Her eyes remained locked on his, but her head turned ever so slightly downward and to the side. "Thank you, Michael," she replied, moistening her perfect lips and drawing them back into a provocative smile. "Anywhere…"
Not the Cats Again
"Shouldn't we be leaving or something?" Willy said, checking the street.
Michael started then remembered where he was. He held Ashley's hand a moment longer, smiling at her. "You're right, Willy," he said. "We should go."
He glanced at the two bikes on the sidewalk, then at his sports car. "Sorry guys," he said. "We'll have to leave the bikes."
Aaron and Willy looked at each other and frowned.
"But as soon as we get a chance…" he said, pausing for effect, "… we're going shopping for new ones."
"Awesome!" the boys said together, exchanging a delighted look, their frowns flipped to grins.
Aaron turned and gave Willy a hug.
"What was that for?" Willy said, cocking his head.
"Oh, nothing… I just felt it," Aaron replied. "Oh, and whenever you're ready to go get a burger, you let me know."
Willy grinned from ear to ear. His best friend was back.
– Ashley put both arms around the boys and kissed them on the tops of their heads. "I'll be back in a second," she said.
She retrieved the gun from the Nova's glove box then kicked it under the curb and down the storm drain. Then she hopped back over with the others.
– Michael touched the OPEN zone on his wristwatch and the DBS sizzled to life with an impressive show of British technology.
Willy grinned bigger than he had in years. He was proud of his homeland and wished he could hop in and drive the impressive machine. But, for him, just standing next to this incredible work of art was an experience to be cherished. "I love this car," he said, practically drooling down the door.
Michael helped Aaron slide into the shotgun seat, while Ashley and Willy happily squeezed into the back from the driver's side.
Aaron looked south, toward the waterfront. The distant horizon still glowed as the fires consuming the Alton Brothers Fish Cannery burned themselves out. He shuddered when for a moment the horrors of the last three days swept over him like the cold shadow of Death.
He thought of Needles and Beeks and smiled sadly.
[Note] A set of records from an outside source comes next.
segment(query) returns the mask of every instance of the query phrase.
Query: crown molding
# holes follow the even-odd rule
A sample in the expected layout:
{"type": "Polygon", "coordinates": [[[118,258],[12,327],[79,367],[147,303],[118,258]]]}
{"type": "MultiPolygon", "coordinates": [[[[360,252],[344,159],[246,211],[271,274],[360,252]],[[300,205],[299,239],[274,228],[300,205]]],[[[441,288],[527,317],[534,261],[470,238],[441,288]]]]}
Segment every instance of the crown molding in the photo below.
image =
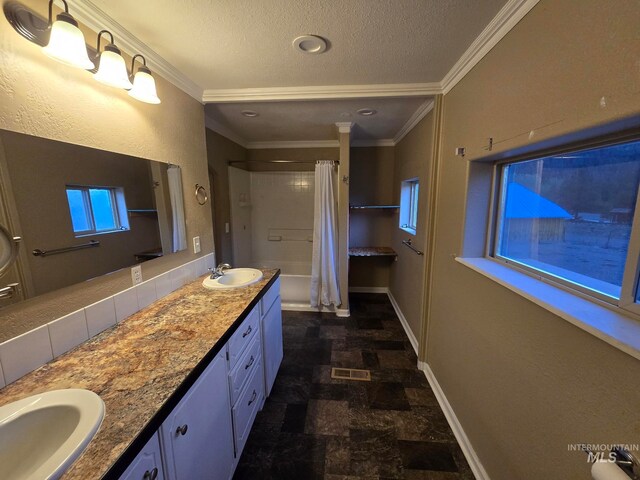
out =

They had saved his life. And in their own unique ways, they, together with Willy, had unearthed in him an inner strength he might never have discovered on his own.
He turned and looked at his mother, then at Michael, and a deep feeling of contentment settled over him, a contentment he hadn't known for many years. Who could have imagined that three horrific days would become a miraculous new beginning.
– Michael settled in behind the wheel and closed the door with a solid whump. He inserted the sapphire-crystal key and pressed the starter button.
"Hey, Mom…" Aaron said, over his shoulder. "Did Michael tell you about the old lady he saw pushing a wheelbarrow full of cats down the street?"
"No… I don't think so," she replied, amused by the question.
"Sounds like a good premise for your first novel," Michael said.
Aaron smiled at him thoughtfully then said to himself: And so it shall be!
"Anyway," he continued, "they were all different colored house cats, and it was raining and they were all wet, and, and — "
"What a load of crap," Willy said.
"— and there was this one cat, and he was the biggest cat in the whole world…"
Michael hit the throttle and everyone laughed along with Aaron as together they sped off into the night.